Prometheus with dynamic clustering and scrape sharding capabilities based on ETCD.
Promster is a process that runs in parallel to Prometheus and operates by changing prometheus.yml and file with lists of hosts/federated Prometheus to be scraped dynamically.
By using record rules and sharding scrape among servers, you can reduce the dimensionality of metrics, keeping then under variability control. Promster manages the list of hosts so that it can be used to configure hierarquical schemes of Prometheus chains for large scale deployments. See an example in diagrams below:
Promster helps you create this kind of Prometheus deployment by helping you create those recording rules, discover scrape targets, discover sibilings, Prometheus instances and then distribute the load across those instances accordingly so that if you scale the number of Prometheus instances the (sharded) load will get distributed over the other instances automatically.
Se an example below:
docker-compose.yml
version: '3.5'
services:
etcd0:
image: quay.io/coreos/etcd:v3.2.25
environment:
- ETCD_LISTEN_CLIENT_URLS=http://0.0.0.0:2379
- ETCD_ADVERTISE_CLIENT_URLS=http://etcd0:2379
generator:
image: labbsr0x/metrics-generator-tabajara
environment:
- COMPONENT_NAME=testserver
- COMPONENT_VERSION=1.0.0
- REGISTRY_ETCD_URL=http://etcd0:2379
- REGISTRY_ETCD_BASE=/webservers
- REGISTRY_SERVICE=generator
- REGISTRY_TTL=10
ports:
- 3000
promster-level1:
image: flaviostutz/promster
ports:
- 9090
environment:
- LOG_LEVEL=info
- SCHEME=http
- TLS_INSECURE=false
- REGISTRY_ETCD_URL=http://etcd0:2379
- REGISTRY_ETCD_BASE=/registry
- REGISTRY_SERVICE=prom-level1
- REGISTRY_TTL=5
- SCRAPE_ETCD_URL=http://etcd0:2379
- SCRAPE_ETCD_PATH=/webservers/generator
- SCRAPE_INTERVAL=5s
- SCRAPE_TIMEOUT=3s
- RETENTION_TIME=30m
- RECORD_RULE_1_NAME=level1:http_requests_app_total:irate
- RECORD_RULE_1_EXPR=sum(irate(http_requests_app_total[2m])) without (job,server_name,instance)

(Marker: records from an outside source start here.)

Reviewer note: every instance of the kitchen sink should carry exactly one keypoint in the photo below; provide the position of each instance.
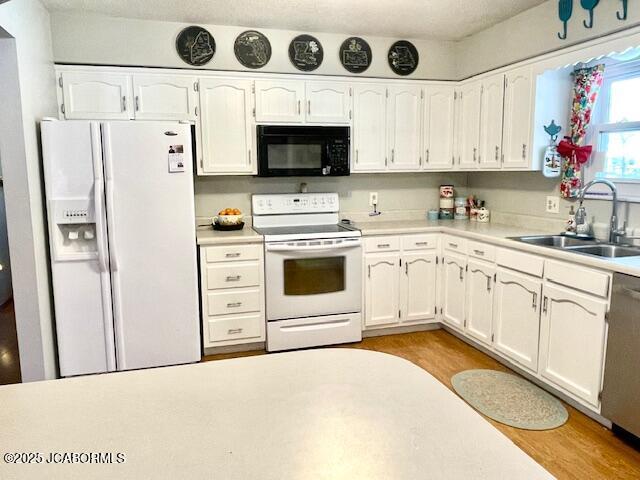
(558, 241)
(607, 251)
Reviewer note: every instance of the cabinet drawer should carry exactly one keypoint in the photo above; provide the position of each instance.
(382, 244)
(419, 242)
(481, 250)
(454, 244)
(226, 253)
(233, 274)
(234, 301)
(579, 278)
(237, 327)
(521, 262)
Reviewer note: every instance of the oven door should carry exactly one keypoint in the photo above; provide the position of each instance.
(313, 278)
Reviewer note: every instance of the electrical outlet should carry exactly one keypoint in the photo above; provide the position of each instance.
(553, 204)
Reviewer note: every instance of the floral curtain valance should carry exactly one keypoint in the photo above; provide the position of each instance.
(587, 83)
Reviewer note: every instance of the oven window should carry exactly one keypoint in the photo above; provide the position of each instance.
(291, 156)
(313, 276)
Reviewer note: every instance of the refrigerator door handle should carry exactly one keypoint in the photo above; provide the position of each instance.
(113, 248)
(101, 246)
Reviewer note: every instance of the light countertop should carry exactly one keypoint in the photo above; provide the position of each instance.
(330, 413)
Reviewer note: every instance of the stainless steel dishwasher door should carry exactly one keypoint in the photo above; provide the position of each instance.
(621, 390)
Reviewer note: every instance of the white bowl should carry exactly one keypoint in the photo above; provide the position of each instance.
(228, 219)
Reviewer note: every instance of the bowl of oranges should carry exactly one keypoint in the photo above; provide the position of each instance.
(229, 218)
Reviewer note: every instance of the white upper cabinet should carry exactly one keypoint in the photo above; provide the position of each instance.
(492, 108)
(369, 127)
(279, 101)
(404, 116)
(382, 289)
(96, 96)
(418, 287)
(439, 117)
(572, 342)
(165, 97)
(468, 130)
(479, 301)
(516, 307)
(518, 118)
(227, 129)
(328, 102)
(453, 289)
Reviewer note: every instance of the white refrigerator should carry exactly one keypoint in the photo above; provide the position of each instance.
(120, 207)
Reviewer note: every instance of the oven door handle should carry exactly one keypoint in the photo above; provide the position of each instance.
(309, 248)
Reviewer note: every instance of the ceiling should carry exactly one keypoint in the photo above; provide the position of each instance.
(424, 19)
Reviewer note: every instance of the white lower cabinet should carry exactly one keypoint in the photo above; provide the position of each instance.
(453, 289)
(572, 341)
(382, 287)
(479, 300)
(418, 286)
(516, 307)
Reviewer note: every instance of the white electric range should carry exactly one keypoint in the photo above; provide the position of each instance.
(313, 271)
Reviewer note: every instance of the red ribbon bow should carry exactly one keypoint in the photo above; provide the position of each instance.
(570, 150)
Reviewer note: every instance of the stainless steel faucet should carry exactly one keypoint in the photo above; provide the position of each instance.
(614, 232)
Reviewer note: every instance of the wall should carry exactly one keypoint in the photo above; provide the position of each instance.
(535, 32)
(397, 192)
(102, 40)
(24, 103)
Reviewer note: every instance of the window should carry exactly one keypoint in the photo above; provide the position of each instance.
(615, 131)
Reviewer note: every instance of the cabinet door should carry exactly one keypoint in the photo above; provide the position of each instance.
(382, 290)
(517, 299)
(518, 113)
(572, 342)
(369, 127)
(226, 126)
(328, 102)
(479, 301)
(164, 97)
(453, 293)
(468, 130)
(405, 125)
(439, 116)
(279, 101)
(492, 107)
(96, 96)
(418, 287)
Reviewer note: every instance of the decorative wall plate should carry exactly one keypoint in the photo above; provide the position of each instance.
(195, 45)
(355, 55)
(305, 53)
(252, 49)
(403, 57)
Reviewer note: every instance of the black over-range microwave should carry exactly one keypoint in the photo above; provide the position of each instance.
(293, 150)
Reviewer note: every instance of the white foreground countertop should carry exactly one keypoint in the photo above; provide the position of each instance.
(316, 414)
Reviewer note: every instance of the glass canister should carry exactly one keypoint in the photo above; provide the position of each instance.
(461, 211)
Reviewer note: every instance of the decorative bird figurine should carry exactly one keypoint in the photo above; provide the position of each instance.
(623, 15)
(589, 5)
(565, 10)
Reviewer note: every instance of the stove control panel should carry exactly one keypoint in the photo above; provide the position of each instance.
(281, 204)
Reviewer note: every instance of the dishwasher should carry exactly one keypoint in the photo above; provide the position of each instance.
(621, 389)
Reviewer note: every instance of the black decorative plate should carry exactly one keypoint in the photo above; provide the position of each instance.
(305, 52)
(355, 55)
(195, 45)
(252, 49)
(403, 57)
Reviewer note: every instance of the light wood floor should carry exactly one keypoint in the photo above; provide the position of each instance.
(580, 449)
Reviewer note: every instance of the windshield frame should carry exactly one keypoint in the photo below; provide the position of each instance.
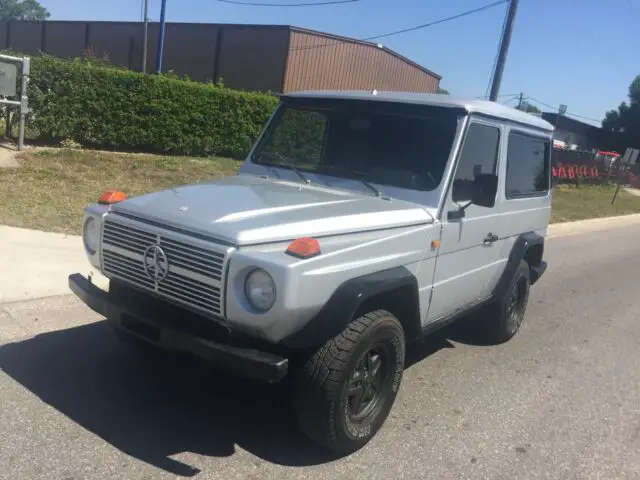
(404, 109)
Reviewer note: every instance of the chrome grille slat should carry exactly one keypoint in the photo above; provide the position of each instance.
(195, 275)
(127, 244)
(169, 282)
(187, 298)
(192, 258)
(133, 233)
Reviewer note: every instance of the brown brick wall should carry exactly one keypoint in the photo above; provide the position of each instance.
(322, 63)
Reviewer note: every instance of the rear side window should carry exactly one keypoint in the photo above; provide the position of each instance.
(527, 166)
(479, 156)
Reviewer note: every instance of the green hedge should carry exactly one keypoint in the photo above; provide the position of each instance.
(106, 107)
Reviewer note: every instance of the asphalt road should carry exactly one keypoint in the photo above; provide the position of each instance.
(561, 400)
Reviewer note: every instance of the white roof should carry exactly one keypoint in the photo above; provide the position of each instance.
(483, 107)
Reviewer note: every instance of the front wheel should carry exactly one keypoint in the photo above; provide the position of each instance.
(345, 391)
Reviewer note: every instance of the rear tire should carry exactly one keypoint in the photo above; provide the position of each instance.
(502, 319)
(345, 391)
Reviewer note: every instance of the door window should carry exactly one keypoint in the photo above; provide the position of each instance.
(479, 155)
(528, 161)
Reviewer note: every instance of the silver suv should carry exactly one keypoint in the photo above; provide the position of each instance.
(359, 222)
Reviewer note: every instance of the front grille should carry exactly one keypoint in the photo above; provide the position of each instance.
(194, 275)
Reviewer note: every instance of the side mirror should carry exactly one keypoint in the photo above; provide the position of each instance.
(485, 189)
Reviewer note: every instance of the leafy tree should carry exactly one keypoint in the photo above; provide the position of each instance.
(15, 10)
(622, 126)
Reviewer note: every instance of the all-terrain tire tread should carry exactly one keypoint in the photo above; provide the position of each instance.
(319, 382)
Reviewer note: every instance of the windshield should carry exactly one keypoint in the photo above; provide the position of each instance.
(405, 146)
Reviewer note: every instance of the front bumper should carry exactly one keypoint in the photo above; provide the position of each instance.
(155, 328)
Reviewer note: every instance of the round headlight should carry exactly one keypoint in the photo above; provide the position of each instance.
(260, 290)
(91, 235)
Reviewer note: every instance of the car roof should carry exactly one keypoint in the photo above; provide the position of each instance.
(481, 107)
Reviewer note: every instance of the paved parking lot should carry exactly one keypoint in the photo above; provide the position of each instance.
(559, 401)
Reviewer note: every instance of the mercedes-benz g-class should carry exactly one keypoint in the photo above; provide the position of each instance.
(358, 223)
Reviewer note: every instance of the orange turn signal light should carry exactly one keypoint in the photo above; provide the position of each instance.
(304, 248)
(111, 196)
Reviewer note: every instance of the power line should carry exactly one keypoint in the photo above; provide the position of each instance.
(495, 60)
(566, 113)
(410, 29)
(310, 4)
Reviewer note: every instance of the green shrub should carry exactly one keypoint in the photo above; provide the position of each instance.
(105, 107)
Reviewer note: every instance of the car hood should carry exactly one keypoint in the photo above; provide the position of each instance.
(246, 209)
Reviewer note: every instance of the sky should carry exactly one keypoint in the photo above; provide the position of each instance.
(562, 51)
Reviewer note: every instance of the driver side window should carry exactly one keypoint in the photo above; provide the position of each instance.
(479, 155)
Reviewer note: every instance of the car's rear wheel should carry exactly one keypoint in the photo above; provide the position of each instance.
(345, 391)
(503, 318)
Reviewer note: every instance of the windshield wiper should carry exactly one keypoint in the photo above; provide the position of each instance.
(289, 163)
(351, 175)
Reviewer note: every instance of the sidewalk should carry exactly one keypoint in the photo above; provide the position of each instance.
(36, 264)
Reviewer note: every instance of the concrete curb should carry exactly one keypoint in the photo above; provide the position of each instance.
(592, 225)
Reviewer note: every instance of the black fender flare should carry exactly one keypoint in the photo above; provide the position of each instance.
(523, 244)
(348, 299)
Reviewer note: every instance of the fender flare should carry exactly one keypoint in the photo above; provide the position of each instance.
(349, 297)
(519, 251)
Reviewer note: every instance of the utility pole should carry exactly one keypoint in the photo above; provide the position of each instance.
(145, 36)
(163, 11)
(504, 49)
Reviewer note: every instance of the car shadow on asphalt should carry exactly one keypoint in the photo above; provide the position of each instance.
(154, 406)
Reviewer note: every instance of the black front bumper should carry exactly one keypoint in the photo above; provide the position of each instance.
(135, 319)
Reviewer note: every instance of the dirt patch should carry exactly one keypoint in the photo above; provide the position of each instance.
(8, 157)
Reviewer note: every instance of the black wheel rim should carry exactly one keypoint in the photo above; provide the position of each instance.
(366, 384)
(516, 304)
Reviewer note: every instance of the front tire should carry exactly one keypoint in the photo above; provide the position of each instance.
(345, 391)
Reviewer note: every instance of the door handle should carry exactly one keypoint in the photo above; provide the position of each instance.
(490, 238)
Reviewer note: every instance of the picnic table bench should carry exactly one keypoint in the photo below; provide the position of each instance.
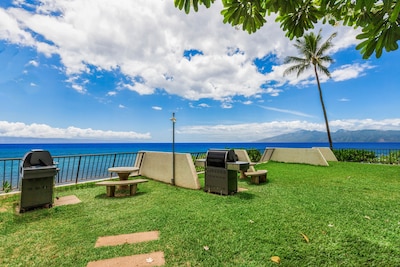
(110, 185)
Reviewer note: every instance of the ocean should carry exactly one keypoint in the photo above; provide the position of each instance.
(67, 149)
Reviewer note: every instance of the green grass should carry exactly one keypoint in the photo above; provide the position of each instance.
(348, 211)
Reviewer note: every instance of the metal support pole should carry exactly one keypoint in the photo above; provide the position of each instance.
(173, 119)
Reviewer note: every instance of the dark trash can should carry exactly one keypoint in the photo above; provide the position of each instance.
(37, 180)
(221, 171)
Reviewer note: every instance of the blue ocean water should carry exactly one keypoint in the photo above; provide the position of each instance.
(65, 149)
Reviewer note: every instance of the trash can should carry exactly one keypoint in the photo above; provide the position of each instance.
(37, 180)
(221, 171)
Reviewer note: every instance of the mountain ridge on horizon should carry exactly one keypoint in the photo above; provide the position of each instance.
(338, 136)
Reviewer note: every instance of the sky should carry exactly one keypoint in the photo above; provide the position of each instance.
(103, 70)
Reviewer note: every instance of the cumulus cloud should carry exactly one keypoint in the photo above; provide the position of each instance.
(34, 130)
(111, 35)
(350, 71)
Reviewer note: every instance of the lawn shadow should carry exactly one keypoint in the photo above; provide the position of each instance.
(120, 195)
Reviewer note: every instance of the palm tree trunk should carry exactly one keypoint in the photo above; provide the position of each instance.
(323, 108)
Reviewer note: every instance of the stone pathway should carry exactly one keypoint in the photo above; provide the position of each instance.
(67, 200)
(126, 239)
(148, 259)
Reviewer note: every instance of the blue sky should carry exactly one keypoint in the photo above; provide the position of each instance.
(104, 71)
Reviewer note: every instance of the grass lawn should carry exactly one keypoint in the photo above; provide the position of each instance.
(346, 214)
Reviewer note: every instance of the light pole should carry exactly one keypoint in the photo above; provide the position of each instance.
(173, 119)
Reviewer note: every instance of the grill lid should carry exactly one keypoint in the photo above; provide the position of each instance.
(219, 157)
(37, 157)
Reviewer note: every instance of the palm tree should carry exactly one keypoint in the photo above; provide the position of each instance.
(312, 50)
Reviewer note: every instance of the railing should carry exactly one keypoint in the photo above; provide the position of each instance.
(78, 168)
(72, 169)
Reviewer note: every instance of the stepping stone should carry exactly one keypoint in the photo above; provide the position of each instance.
(67, 200)
(149, 259)
(126, 239)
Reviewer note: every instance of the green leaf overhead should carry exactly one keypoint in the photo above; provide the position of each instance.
(379, 20)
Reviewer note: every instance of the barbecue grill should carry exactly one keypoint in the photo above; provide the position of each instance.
(221, 171)
(37, 180)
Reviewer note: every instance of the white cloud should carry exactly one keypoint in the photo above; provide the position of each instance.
(33, 63)
(111, 93)
(203, 105)
(111, 35)
(19, 129)
(350, 71)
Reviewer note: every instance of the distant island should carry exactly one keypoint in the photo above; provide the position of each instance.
(338, 136)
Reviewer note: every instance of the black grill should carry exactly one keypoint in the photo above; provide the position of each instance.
(218, 177)
(37, 180)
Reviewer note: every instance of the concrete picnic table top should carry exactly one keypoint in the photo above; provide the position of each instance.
(123, 172)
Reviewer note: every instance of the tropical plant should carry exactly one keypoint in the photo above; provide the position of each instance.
(379, 20)
(313, 53)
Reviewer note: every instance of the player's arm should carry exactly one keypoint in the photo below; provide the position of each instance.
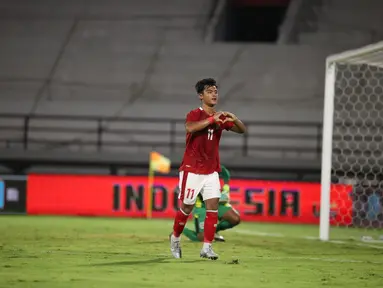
(195, 126)
(237, 125)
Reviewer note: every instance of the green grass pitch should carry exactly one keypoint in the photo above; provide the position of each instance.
(104, 252)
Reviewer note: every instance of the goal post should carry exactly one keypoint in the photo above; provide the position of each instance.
(351, 140)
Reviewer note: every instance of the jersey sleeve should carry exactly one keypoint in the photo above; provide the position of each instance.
(192, 116)
(228, 125)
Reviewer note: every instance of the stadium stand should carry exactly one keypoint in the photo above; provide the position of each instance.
(339, 23)
(140, 59)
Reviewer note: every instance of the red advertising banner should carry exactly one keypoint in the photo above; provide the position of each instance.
(266, 201)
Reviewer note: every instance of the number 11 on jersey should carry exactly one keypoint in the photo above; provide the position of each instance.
(210, 134)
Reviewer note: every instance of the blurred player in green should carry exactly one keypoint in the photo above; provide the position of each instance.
(228, 217)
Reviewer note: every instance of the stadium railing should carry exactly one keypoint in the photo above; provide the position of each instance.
(24, 131)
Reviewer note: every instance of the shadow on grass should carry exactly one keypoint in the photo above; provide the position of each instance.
(147, 261)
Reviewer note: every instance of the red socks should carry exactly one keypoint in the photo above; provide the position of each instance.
(180, 222)
(210, 225)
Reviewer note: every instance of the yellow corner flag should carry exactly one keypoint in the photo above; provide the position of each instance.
(157, 163)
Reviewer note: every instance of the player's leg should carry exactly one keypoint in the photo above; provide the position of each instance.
(211, 193)
(228, 216)
(196, 235)
(190, 185)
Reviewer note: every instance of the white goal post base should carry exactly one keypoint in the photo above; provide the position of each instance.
(363, 85)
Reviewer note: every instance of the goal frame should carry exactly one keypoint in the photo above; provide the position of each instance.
(351, 57)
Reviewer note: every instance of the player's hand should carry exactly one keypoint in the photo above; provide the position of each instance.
(217, 115)
(229, 117)
(226, 188)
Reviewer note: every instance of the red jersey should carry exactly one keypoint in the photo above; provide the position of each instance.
(202, 148)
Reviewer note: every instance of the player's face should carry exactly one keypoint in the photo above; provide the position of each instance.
(209, 96)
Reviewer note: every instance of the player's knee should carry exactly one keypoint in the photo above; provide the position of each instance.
(235, 220)
(212, 204)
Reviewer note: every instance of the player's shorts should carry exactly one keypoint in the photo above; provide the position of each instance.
(191, 185)
(199, 215)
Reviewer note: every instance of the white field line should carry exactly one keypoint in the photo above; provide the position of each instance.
(257, 233)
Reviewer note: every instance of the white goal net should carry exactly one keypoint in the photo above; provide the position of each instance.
(352, 149)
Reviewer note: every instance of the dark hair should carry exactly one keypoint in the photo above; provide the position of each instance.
(204, 83)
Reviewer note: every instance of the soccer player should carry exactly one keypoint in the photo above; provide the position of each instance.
(200, 165)
(228, 217)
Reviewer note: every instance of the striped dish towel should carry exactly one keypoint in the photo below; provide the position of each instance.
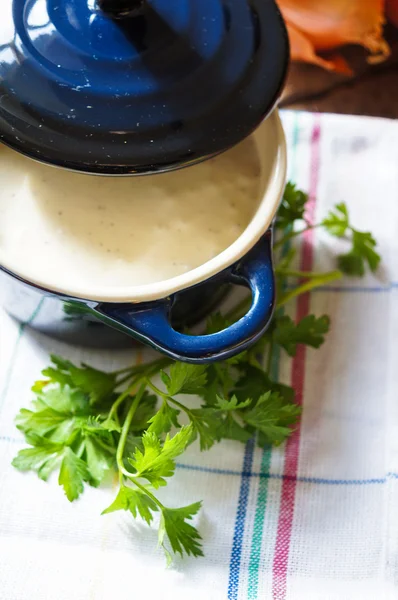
(313, 520)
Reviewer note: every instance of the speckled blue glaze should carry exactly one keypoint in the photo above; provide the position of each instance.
(176, 83)
(99, 324)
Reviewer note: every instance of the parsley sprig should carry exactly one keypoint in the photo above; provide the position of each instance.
(84, 423)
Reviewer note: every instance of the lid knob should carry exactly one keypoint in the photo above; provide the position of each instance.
(125, 87)
(118, 9)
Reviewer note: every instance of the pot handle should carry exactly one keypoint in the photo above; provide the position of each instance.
(150, 321)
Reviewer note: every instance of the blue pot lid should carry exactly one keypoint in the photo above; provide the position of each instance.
(136, 86)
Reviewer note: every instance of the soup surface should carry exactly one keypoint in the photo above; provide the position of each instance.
(72, 229)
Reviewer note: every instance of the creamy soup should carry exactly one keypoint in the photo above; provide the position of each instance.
(74, 229)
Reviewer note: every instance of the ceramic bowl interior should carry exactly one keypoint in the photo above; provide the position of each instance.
(271, 148)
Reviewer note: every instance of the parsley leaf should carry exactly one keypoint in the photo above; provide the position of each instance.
(43, 457)
(273, 416)
(135, 501)
(232, 404)
(164, 419)
(337, 222)
(309, 331)
(182, 535)
(205, 424)
(84, 422)
(363, 252)
(254, 382)
(292, 207)
(156, 461)
(73, 473)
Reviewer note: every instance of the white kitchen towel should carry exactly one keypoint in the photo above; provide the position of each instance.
(316, 519)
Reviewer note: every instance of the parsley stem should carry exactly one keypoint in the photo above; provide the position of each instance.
(308, 286)
(270, 356)
(155, 389)
(126, 426)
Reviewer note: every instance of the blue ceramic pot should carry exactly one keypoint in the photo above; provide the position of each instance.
(152, 313)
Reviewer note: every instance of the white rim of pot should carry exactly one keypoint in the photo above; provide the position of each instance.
(269, 132)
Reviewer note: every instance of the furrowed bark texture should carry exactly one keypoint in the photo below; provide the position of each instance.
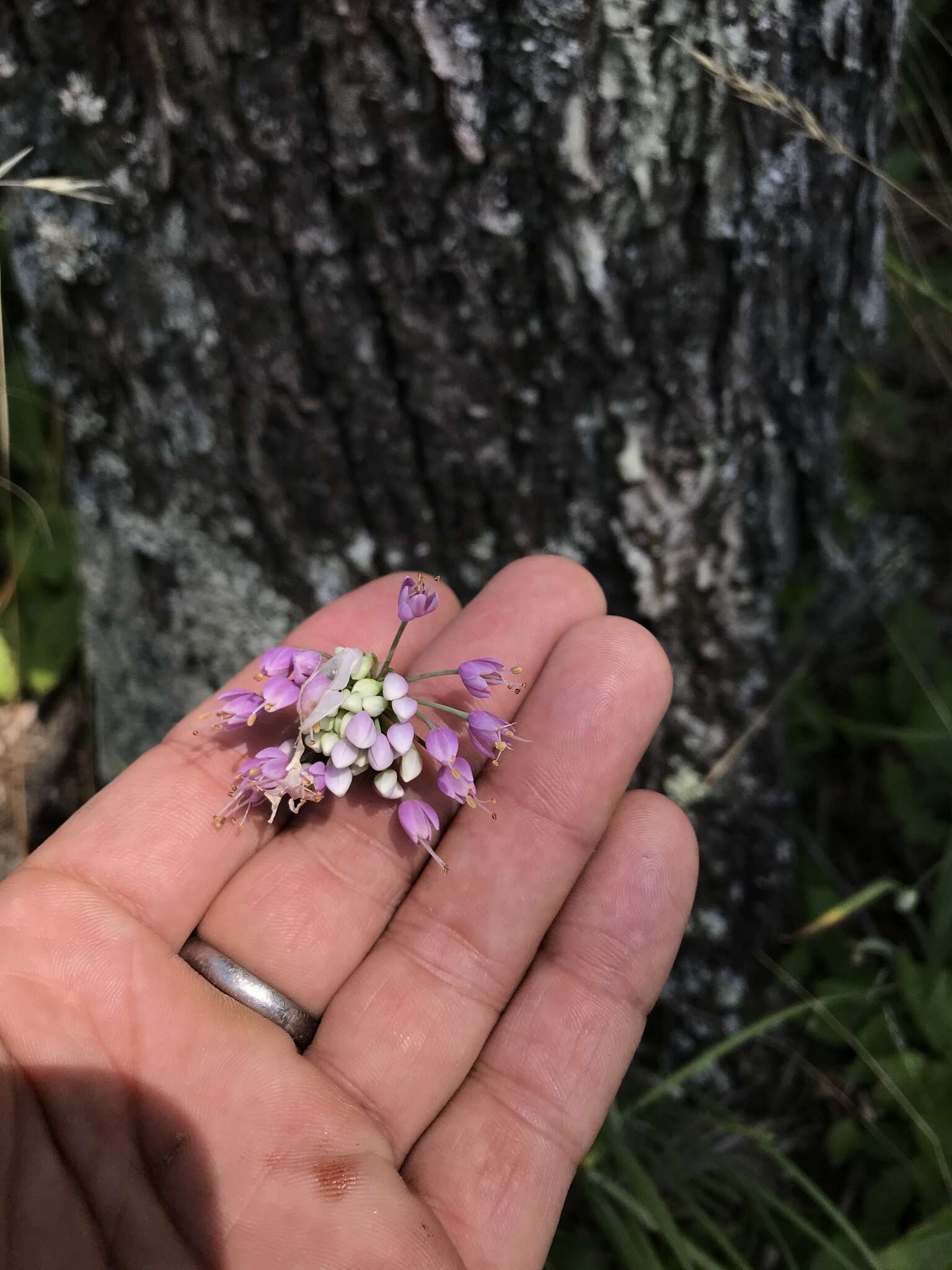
(437, 283)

- RECORD_RULE_1_LABELS=site:s1,region:b1
- EVALUATION_INTERVAL=20s
promster-level2:
image: flaviostutz/promster
ports:
- 9090
environment:
- LOG_LEVEL=info
- REGISTRY_ETCD_URL=http://etcd0:2379
- REGISTRY_ETCD_BASE=/registry
- REGISTRY_SERVICE=prom-level2
- REGISTRY_TTL=5
- SCRAPE_ETCD_URL=http://etcd0:2379
- SCRAPE_ETCD_PATH=/registry/prom-level1
- SCRAPE_PATHS=/federate
- SCRAPE_MATCH_REGEX=level1:.*
- SCRAPE_INTERVAL=5s
- SCRAPE_TIMEOUT=3s
- RETENTION_TIME=30m
- RECORD_RULE_1_NAME=level2:http_requests_app_total:irate
- RECORD_RULE_1_EXPR=sum(level1:http_requests_app_total:irate) without (job,instance)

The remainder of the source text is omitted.